A lot has happened in a short time. Malinin was barely known to anyone but the most avid of skating fans before bursting from seemingly nowhere to finish second at last year’s nationals, nearly making the U.S. team for the Beijing Olympics. The quad axel has propelled him to international fame and made him an early medal contender at the 2026 Milan Olympics.
He plays to the crowd, smiling to fans and staring down television cameras while skating with a carefree bravado that says he knows he’s better than everyone else on the ice.
“He has that kind of arrogance in a great way in terms of confidence,” Brown said Friday after Malinin tore though a dazzling short program that left him 10 points ahead of everyone else.
On Sunday, that arrogance was gone. The moment he fell on the quad axel, something seemed to go out of him. He lost his hubris. He didn’t have the same brassy sway of Friday night. He was tentative, almost as if he was trying to inspire himself for the jumps he had left.
Technically speaking, his free skate was the most ambitious ever attempted in competition; it featured six quads, including the quad axel. But he said that because he had worked so hard on his short program — which features far fewer jumps — he hadn’t had enough time to practice his free skate.
“I wasn’t really prepared for this amount,” he said.
Recently, one of Malinin’s coaches, Rafael Arutyunyan, worried that Malinin is trying to rise too fast. The skater is already planning to land a quintuple jump, perhaps as soon as next season. And while Arutyunyan doesn’t want to squelch Malinin’s enthusiasm, he fears the young skater will crash if he doesn’t build enough of a foundation before each great step.

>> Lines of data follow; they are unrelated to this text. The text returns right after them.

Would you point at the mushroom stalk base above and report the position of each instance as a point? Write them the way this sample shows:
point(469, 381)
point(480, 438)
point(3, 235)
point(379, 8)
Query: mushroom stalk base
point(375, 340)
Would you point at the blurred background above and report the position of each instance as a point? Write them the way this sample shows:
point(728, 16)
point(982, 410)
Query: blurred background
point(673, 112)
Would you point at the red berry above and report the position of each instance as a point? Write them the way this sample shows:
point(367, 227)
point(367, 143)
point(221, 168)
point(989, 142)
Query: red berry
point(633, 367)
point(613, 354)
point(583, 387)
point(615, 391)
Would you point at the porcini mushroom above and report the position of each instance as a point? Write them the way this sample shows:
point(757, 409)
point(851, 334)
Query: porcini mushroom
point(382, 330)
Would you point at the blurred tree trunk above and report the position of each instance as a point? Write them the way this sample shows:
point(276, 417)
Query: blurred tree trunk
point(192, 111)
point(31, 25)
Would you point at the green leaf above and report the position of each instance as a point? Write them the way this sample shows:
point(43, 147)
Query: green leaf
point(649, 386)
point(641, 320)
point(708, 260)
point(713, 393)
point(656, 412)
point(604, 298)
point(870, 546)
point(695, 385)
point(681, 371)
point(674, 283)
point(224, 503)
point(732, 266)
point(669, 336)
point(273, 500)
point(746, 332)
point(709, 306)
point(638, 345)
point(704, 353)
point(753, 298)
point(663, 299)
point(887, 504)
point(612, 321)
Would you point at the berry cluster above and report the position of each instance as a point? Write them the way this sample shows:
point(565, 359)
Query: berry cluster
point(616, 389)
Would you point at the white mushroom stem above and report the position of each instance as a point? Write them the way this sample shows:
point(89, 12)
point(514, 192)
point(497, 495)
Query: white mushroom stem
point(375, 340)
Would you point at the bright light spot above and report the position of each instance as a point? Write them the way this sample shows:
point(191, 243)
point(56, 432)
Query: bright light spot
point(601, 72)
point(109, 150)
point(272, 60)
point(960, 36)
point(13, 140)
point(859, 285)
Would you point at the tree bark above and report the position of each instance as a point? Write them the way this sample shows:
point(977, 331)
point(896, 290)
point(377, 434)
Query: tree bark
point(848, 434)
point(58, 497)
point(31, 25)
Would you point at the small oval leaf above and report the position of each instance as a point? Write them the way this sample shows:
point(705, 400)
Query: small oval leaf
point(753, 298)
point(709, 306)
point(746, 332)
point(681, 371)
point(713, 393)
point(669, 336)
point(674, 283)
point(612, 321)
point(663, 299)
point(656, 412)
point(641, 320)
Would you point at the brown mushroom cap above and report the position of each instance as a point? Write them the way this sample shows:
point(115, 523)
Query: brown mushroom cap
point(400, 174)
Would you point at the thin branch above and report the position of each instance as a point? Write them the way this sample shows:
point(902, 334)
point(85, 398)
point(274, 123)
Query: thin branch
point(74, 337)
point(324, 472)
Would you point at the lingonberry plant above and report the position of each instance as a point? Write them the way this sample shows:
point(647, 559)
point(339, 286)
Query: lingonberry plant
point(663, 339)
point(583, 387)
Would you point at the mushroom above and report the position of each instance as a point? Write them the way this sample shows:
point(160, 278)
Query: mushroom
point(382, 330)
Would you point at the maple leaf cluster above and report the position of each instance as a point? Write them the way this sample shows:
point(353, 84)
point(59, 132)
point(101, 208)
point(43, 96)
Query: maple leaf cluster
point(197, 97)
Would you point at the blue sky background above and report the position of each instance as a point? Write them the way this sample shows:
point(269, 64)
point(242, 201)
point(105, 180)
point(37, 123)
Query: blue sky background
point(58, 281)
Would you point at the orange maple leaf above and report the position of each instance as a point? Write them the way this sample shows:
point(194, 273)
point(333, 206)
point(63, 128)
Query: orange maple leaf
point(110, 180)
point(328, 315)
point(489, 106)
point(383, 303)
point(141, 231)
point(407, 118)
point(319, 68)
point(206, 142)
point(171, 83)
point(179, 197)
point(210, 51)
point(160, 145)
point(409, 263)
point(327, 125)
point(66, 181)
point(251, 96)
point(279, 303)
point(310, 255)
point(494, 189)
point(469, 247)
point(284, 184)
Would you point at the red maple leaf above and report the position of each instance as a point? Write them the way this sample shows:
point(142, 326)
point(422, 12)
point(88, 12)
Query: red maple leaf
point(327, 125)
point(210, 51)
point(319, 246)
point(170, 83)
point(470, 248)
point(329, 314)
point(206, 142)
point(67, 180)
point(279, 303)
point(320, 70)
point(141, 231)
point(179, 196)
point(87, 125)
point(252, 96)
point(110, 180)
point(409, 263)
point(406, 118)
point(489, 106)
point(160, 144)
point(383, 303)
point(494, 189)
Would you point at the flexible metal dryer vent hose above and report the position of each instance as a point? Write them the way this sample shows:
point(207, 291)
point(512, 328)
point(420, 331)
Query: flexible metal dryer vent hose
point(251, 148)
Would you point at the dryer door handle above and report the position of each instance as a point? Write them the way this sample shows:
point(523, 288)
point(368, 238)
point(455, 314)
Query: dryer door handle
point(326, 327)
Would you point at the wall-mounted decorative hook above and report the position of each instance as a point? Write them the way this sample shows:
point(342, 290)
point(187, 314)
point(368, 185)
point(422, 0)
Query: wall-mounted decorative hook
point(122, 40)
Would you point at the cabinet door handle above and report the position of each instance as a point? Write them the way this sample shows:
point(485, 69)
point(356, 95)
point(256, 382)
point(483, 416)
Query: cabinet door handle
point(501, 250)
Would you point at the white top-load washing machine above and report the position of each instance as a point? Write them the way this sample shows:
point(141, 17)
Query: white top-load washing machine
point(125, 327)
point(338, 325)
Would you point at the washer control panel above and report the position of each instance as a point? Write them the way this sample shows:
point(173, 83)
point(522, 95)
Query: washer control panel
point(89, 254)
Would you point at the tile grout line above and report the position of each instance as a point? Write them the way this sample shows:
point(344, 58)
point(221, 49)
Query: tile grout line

Malinin was disappointed Sunday, but he didn’t talk about pulling back or taking things out of his program. He instead said he was looking forward to the world championships in March and planned to work harder on his free skate.
What happened Sunday seemed to surprise him. After his skate, he sat in the kiss-and-cry area with Roman Skorniakov, his father and coach, and stared forlornly at the scoreboard. Skorniakov shook his head. They barely clapped when his championship-winning score was announced.
Malinin quietly accepted his gold medal in the post-tournament ceremony and walked slowly into the news conference. As photographers lined up for pictures of him, Brown and Torgashev, his lips were a flat line, his eyes vacant. It seemed like the last place he wanted to be.
“Ilia, you won — look happy,” a photographer shouted.
Malinin gave a small smile.
During the news conference a few minutes later, Brown, a 28-year-old veteran of U.S. nationals known for his gentle mentoring of fellow skaters, looked sympathetically toward Malinin.
“You know, I first just want to take my hat off to you, Ilia,” Brown said. “What he’s going through, it’s hard — being in the spotlight. Going to every event where all eyes are on you isn’t easy, and he’s doing an incredible job with it.”
Malinin smiled.
“You did a triple-axel-triple-toe at the end of your program, and I did a knee slide and I could [barely get up],” Brown continued. “Your triple Lutz was amazing if that is, you know, a lack of training, as you say. All I can say is just keep it up because it’s incredible.”
At that point, a cloud seemed to leave Malinin. His smile grew wider. He had won the championship, after all. Even without the quad axel and the quads he missed, the quadg0d still had announced himself as the future of American skating.
“There’s always ups and downs, and you just have to get over it and move on for the next thing,” Malinin said. “Looking back at this competition, I’m going to see what I need to work on a bit more so I can prepare a lot better for the worlds.”
After all, a U.S. championship at 18 isn’t supposed to be a bad thing at all.